O impacto não é teórico nem distante. Ele já está visível. Tenho recebido diariamente relatos de empresários que viram pedidos serem cancelados do dia para a noite, contratos de longo prazo suspensos e clientes históricos migrarem para fornecedores em outros países. Setores como calçados, cafés especiais, móveis e produtos agroecológicos estão especialmente vulneráveis. Em todos eles, o cenário se repete: importadores que não conseguem repassar ao consumidor final o aumento de preço causado pela tarifa, cancelamento de contratos que penalizam o fornecedor brasileiro, demissões e antecipação de férias na tentativa desesperada de adequar o custo de produção a uma receita que encolheu abruptamente, e a perda de mercado para concorrentes internacionais que enfrentam tarifas muito menores, em média, de 15%.

As micro e pequenas indústrias representam cerca de 1% das exportações totais do Brasil. Esse número pode parecer pequeno, mas sua importância estratégica é enorme.
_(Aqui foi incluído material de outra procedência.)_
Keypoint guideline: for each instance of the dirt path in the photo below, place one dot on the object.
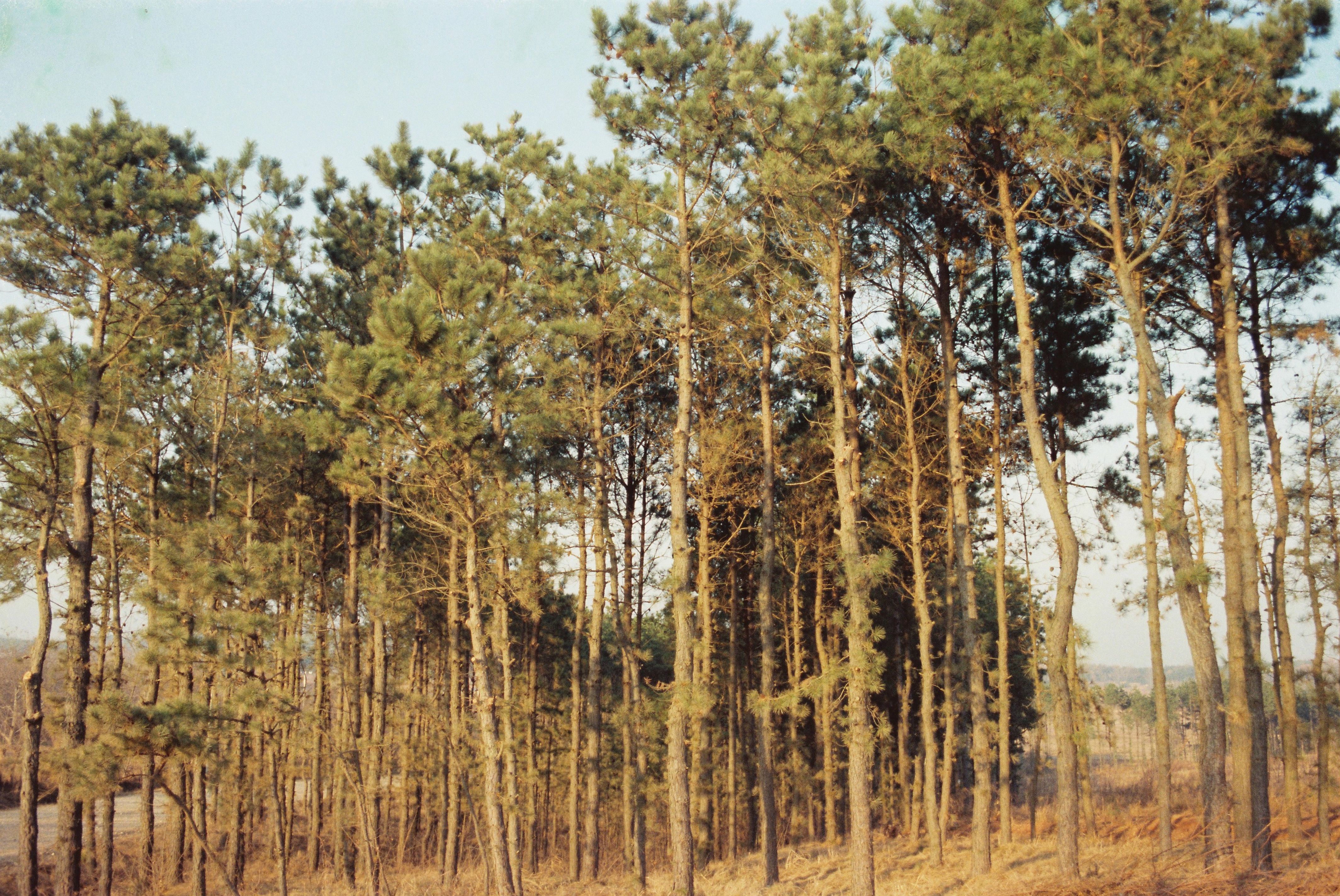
(127, 823)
Elas alimentam cadeias produtivas, fornecem insumos e produtos para grandes exportadores, geram emprego e renda local e ajudam a consolidar a presença brasileira em nichos de alto valor agregado. Quando um pequeno fornecedor deixa de exportar, não é só ele que perde: toda a cadeia produtiva sofre. Grandes empresas que dependem de componentes, insumos ou produtos especializados ficam sem suprimento competitivo. Municípios que vivem da atividade industrial perdem arrecadação e empregos. E o país, no médio prazo, perde diversidade e competitividade nas exportações.

Já é possível identificar diferentes reações das empresas diante dessa crise. Algumas conseguem manter clientes americanos ao renegociar contratos e dividir o peso da tarifa. Isso exige confiança construída ao longo de anos e abertura para ajustes de preços, prazos e volumes. Outras, especialmente as mais dependentes das exportações, optam por absorver o custo sozinhas para não perder mercado. É uma decisão arriscada, que reduz a margem de lucro, pressiona o capital de giro e pode levar à inviabilidade do negócio em poucos meses. E há ainda aquelas que simplesmente não têm como competir e acabam cortadas das cadeias internacionais, substituídas por concorrentes estrangeiros, muitas vezes sem chance de retorno.
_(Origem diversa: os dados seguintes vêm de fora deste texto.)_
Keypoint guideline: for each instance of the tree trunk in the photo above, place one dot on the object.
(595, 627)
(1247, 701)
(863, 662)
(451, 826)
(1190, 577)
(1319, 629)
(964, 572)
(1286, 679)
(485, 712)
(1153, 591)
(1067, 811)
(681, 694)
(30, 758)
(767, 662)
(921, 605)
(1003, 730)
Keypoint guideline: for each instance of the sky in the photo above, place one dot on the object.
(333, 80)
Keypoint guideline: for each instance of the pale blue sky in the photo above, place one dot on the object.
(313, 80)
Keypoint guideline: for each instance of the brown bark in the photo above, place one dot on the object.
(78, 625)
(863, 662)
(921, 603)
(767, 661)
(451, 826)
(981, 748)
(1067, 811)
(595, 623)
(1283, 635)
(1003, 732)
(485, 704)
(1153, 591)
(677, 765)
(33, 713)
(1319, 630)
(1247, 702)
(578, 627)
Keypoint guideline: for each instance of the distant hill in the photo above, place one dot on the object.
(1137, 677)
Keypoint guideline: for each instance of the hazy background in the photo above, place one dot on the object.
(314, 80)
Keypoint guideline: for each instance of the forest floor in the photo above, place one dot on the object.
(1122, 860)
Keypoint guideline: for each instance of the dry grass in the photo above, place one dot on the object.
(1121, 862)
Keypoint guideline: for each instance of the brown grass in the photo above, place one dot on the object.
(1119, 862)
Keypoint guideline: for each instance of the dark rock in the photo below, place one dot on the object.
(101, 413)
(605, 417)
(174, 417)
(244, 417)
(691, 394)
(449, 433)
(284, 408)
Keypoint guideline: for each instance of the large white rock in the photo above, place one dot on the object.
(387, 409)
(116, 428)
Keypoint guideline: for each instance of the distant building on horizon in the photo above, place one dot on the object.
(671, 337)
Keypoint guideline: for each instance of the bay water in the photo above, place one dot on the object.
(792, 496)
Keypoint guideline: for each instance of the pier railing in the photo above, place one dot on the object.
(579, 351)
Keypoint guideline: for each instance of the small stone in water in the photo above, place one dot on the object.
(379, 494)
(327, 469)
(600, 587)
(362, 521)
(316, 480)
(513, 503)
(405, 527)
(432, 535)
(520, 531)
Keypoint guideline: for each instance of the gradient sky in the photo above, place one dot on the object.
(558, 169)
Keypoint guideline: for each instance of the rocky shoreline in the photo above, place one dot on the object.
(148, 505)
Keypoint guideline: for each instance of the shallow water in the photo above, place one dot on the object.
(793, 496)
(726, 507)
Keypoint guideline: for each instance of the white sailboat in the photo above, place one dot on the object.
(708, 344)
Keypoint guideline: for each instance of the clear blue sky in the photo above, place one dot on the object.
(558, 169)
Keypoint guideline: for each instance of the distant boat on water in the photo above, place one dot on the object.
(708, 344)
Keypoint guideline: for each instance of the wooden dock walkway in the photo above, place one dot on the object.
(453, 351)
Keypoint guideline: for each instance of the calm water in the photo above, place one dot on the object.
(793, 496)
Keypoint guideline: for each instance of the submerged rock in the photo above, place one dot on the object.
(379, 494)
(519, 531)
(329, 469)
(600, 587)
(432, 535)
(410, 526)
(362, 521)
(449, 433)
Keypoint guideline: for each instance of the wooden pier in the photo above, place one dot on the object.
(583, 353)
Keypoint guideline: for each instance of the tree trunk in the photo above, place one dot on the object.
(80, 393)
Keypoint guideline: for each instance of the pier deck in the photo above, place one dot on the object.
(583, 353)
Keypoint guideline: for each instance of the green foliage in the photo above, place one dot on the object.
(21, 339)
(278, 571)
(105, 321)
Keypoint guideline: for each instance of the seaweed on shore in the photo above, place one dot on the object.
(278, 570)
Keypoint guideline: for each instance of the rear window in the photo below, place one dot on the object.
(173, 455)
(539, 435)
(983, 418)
Esperar por um acordo diplomático é uma aposta de altíssimo risco. Não há garantia de que as negociações entre governos resultarão em alívio tarifário rápido. O empresário precisa agir agora para proteger contratos, clientes e a própria sobrevivência. É preciso renegociar, revisar cláusulas, buscar novos mercados, aproveitar acordos regionais como o Mercosul e até redirecionar parte da produção ao mercado interno, aproveitando uma vantagem competitiva para competir localmente.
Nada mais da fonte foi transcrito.